A-Day arrived. I torpedoed through the house to pack while she munched a banana. After hustling her into the car and tucking her beloved Bear under her arm, I loaded a playlist of 1980s classics to set the mood. I ignored the blur of Bear against the rear windshield as B chucked him onto the floor. We cheered a “Hurray!” and careened down the driveway toward adventure.

Forty minutes later, adventure stopped for gas. Then it got stuck behind a Volkswagen van with peace sign stickers. Finally, adventure took a sucker punch to the ego with $40 parking.

We remained undeterred. Exorbitant parking ticket in hand, we forked over another chunk of change at the entry booth. We cast all worries to the wind, and sauntered toward discovery.

When B spotted the seal tank, with its occupants floating through the brine like ghosts, she squealed with delight, and I threw a mental fist pump. Further enchantment followed as we rounded a corner and discovered a touch tank teeming with rays. I guided her pudgy hands into the water, and her eyes widened at the touch of an ocean dweller gliding past her fingers.  After fifteen minutes, I had to pry her away from the tank, so content was she to drift with flying fish.

Then, it happened.

“All done.”

No way, I thought. She’s just a little unnerved by the crowd.

I shuttled her toward new exploits — sea dragons lurking in seaweed, lemon-colored eels that stood upright, octopi plastered against glass in a mass of pink flesh, penguins hobbling over rocks before they careened headlong into manufactured pools.

“All done!” B insisted.

“B, we still have so much to see.” Five stinkin’ floors, to be exact. “Come look at this, you’ll love this tank!”

I guided her to the glass tower at the center of the aquarium. It rose several stories high, an enormous, glowing axle around which all visitors revolved as they traversed ramps in the dark.

I picked her up and pressed her to the glass. A sea turtle three times her size arched its ancient neck toward her. An angelfish flicked its tail as it sailed passed.

“ALL DONE!”

What of our adventure? What of the mommy-daughter thrills, the escapades among creatures of the deep?  What of the emptiness in my wallet, where a wad of cash once nestled?

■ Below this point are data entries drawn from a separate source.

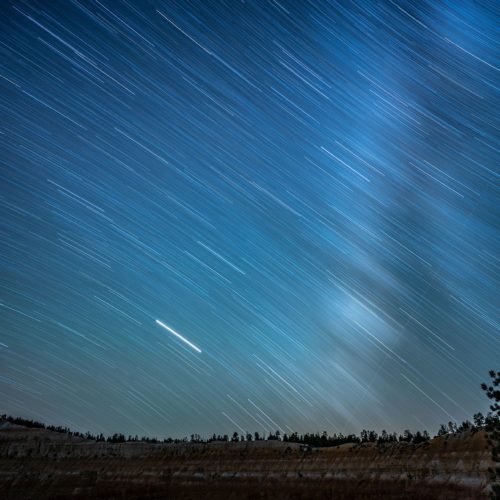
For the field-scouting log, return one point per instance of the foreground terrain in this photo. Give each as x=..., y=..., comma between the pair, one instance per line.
x=37, y=463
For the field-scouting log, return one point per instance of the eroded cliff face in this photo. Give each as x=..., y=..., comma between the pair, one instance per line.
x=37, y=463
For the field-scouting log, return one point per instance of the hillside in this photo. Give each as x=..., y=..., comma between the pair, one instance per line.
x=37, y=463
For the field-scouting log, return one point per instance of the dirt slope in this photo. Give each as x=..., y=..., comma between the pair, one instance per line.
x=36, y=463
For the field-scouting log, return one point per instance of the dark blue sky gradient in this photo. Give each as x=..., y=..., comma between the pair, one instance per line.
x=303, y=190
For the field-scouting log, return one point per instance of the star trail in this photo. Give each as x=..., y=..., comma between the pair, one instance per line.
x=248, y=215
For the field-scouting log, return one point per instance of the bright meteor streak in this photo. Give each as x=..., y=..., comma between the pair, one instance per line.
x=178, y=335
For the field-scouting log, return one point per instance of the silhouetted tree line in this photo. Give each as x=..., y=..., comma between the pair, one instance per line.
x=490, y=422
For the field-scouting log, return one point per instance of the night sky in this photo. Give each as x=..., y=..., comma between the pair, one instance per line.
x=249, y=216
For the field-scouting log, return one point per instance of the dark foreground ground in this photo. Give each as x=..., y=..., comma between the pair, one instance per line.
x=41, y=464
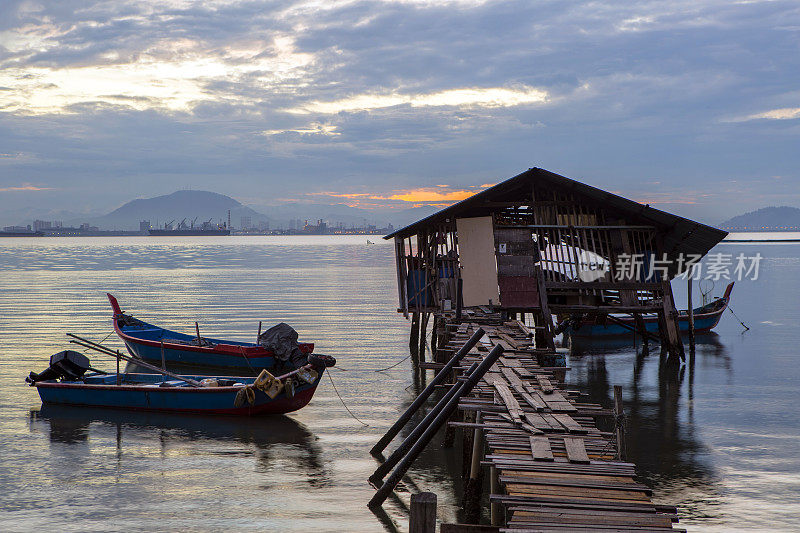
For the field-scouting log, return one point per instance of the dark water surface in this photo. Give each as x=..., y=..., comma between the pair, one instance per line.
x=721, y=440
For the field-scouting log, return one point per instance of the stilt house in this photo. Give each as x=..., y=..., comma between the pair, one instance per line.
x=544, y=244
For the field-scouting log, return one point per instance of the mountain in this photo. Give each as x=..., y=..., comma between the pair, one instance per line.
x=783, y=217
x=189, y=205
x=204, y=205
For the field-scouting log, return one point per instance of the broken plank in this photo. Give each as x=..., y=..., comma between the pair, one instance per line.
x=508, y=398
x=576, y=451
x=569, y=423
x=540, y=449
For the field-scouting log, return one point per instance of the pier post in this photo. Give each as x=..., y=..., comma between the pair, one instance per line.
x=494, y=488
x=413, y=341
x=423, y=334
x=477, y=371
x=425, y=394
x=619, y=419
x=472, y=488
x=423, y=513
x=642, y=327
x=690, y=312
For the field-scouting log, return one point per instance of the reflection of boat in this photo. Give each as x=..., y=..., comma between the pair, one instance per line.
x=148, y=342
x=706, y=318
x=71, y=423
x=215, y=395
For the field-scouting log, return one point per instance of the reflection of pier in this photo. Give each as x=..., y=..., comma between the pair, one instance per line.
x=660, y=432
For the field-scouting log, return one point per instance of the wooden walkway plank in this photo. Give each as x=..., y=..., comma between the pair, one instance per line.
x=508, y=398
x=540, y=449
x=576, y=452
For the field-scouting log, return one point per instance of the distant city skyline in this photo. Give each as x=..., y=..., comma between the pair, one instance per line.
x=691, y=107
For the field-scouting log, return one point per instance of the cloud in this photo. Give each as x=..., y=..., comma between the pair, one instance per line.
x=785, y=113
x=113, y=100
x=25, y=188
x=438, y=195
x=467, y=97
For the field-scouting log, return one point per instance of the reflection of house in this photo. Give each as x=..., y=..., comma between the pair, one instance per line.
x=541, y=243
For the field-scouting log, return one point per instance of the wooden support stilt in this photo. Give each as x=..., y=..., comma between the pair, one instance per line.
x=442, y=413
x=425, y=394
x=423, y=334
x=423, y=513
x=670, y=319
x=434, y=336
x=690, y=312
x=619, y=418
x=413, y=341
x=472, y=488
x=640, y=325
x=494, y=488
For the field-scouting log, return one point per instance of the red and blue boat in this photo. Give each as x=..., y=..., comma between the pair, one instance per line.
x=66, y=383
x=152, y=343
x=706, y=318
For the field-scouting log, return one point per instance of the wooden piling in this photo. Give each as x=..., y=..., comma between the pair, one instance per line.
x=472, y=488
x=423, y=513
x=413, y=340
x=619, y=422
x=494, y=488
x=690, y=312
x=425, y=394
x=423, y=334
x=443, y=414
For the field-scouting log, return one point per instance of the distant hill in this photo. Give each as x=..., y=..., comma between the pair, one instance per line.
x=205, y=205
x=766, y=218
x=189, y=205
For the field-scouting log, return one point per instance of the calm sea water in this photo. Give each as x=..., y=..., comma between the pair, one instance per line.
x=720, y=439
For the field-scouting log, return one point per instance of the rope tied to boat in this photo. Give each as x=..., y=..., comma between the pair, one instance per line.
x=739, y=319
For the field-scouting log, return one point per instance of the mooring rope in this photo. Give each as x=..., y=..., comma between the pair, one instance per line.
x=101, y=342
x=341, y=369
x=739, y=319
x=345, y=405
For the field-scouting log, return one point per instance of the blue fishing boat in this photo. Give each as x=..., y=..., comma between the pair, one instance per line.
x=706, y=318
x=277, y=347
x=66, y=382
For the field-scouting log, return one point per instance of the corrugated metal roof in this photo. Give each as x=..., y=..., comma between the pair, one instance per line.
x=680, y=234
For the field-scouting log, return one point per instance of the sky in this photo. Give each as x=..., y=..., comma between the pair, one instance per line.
x=690, y=106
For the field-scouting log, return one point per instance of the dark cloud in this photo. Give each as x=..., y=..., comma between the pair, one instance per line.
x=637, y=91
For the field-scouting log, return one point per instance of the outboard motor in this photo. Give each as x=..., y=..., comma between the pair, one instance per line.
x=67, y=365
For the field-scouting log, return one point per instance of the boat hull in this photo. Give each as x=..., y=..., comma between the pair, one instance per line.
x=188, y=356
x=701, y=325
x=706, y=318
x=148, y=395
x=147, y=342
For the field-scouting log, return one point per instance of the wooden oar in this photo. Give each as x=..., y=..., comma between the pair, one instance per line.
x=116, y=353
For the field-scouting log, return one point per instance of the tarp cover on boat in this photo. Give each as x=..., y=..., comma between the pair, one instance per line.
x=281, y=340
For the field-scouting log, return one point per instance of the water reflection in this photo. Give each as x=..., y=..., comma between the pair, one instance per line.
x=661, y=436
x=275, y=438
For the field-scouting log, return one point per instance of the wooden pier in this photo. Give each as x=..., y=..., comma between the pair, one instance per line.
x=550, y=467
x=533, y=445
x=507, y=260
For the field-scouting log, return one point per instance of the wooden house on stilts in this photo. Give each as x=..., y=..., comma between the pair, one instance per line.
x=541, y=244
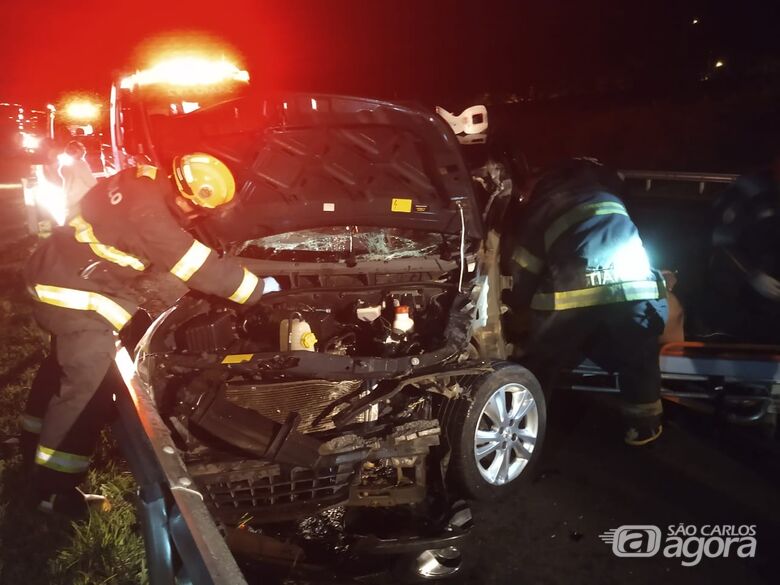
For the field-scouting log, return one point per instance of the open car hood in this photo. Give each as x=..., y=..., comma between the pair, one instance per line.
x=306, y=161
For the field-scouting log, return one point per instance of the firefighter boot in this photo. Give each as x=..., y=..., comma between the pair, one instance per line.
x=642, y=422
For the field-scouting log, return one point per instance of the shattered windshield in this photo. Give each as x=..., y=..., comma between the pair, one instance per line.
x=336, y=243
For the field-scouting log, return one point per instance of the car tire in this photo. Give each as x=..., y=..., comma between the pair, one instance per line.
x=480, y=432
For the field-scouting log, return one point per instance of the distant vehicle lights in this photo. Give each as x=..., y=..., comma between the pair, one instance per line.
x=82, y=110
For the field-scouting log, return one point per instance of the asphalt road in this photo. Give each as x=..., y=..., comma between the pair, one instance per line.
x=589, y=482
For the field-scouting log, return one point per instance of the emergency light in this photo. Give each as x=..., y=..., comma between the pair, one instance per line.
x=187, y=72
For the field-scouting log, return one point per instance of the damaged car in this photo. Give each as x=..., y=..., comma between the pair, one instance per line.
x=351, y=415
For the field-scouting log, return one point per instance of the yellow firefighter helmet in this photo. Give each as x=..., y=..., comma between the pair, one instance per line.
x=204, y=179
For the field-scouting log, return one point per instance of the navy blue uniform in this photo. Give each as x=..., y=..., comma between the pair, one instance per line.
x=578, y=261
x=80, y=277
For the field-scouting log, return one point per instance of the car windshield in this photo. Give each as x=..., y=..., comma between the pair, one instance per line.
x=335, y=243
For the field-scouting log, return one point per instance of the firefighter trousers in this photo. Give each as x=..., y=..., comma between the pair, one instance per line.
x=68, y=403
x=621, y=338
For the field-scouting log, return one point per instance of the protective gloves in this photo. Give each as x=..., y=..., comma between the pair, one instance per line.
x=270, y=285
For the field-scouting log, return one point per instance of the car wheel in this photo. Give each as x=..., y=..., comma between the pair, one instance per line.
x=496, y=436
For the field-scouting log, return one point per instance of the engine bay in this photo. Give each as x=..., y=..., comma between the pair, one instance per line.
x=380, y=321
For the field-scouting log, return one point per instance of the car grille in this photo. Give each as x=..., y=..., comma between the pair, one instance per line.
x=257, y=493
x=308, y=398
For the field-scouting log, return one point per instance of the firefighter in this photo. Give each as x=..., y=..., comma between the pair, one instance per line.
x=578, y=262
x=77, y=177
x=80, y=278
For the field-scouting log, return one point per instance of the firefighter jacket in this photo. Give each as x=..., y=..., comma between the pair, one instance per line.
x=124, y=228
x=576, y=246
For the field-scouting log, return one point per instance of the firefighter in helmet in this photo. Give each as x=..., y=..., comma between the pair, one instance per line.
x=577, y=260
x=81, y=277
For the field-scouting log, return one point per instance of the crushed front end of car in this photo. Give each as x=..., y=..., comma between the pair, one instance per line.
x=344, y=418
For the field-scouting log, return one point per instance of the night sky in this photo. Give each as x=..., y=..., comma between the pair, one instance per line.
x=388, y=49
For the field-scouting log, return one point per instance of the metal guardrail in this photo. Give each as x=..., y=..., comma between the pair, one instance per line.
x=703, y=179
x=183, y=544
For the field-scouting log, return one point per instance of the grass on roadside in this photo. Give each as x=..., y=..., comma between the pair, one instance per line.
x=105, y=549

I scooped her up. We ascended another ramp. Maybe another tank?

NO! NO MORE! ALL DONE!”

“B, please, let’s just see if you like something.”

“NO MORE FIH! ALL DONE! BYE BYE!”

I swallowed my frustration for a moment, and studied her eyes.They were as wide as saucers.

Since birth, B has studied her surroundings. She is always the first to point out a crow perched high above us in the tree line. She notices clouds, airplanes, chipmunks, even a stray breeze before her elders realize their existence. She examines every glimmer of light around her, every whisper, every shiver of grass.

I watched her in the dim, with rowdy third graders elbowing past us and purple lights flooding her face with an unearthly pallor. Her eyes stared wide. She seemed to tremble, a brittle leaf clinging to a branch in a gale.

Remorse tugged at my heart. How could my child who relished birdsong, find an anchor amid crowds and fluorescence? How could she ponder and study, when colors so tangled and swirled before her, blending themselves into a palette too garish to admire?

We surrendered. With fifty dollar stamps still emblazoning our hands, we retreated home, where the colors slow and stay.

Later that afternoon, we ventured into the yard. B spent an entire hour scooping fistfuls of dirt from the flower pots. Then she seated herself on the patio and examined rocks, one by one. She ran her fingers over smooth and jagged surfaces. She investigated shades, and mottling, and shards that glinted even beneath cloud cover. Every so often, she lifted her head to scan the fringe of tree branches scraping the sky. Sometimes she glimpsed a bird; other times, only the pale expanse, flat but churning, stretching far beyond our imagination.

Christ taught us to receive the kingdom of God like a child (Mark 10:14-16). We are to seek God with humility and faithfulness. Perhaps we are also to cast off all fancy trappings. Perhaps He calls us to forego adventures of our own design, to cease chasing after illusions, and instead to lean into Him. He invites us to repose in His creation. To revel in the soil in our fingers, the air on our faces, the majesty that belongs only to Him, yet into which He seamlessly, breathlessly weaves us.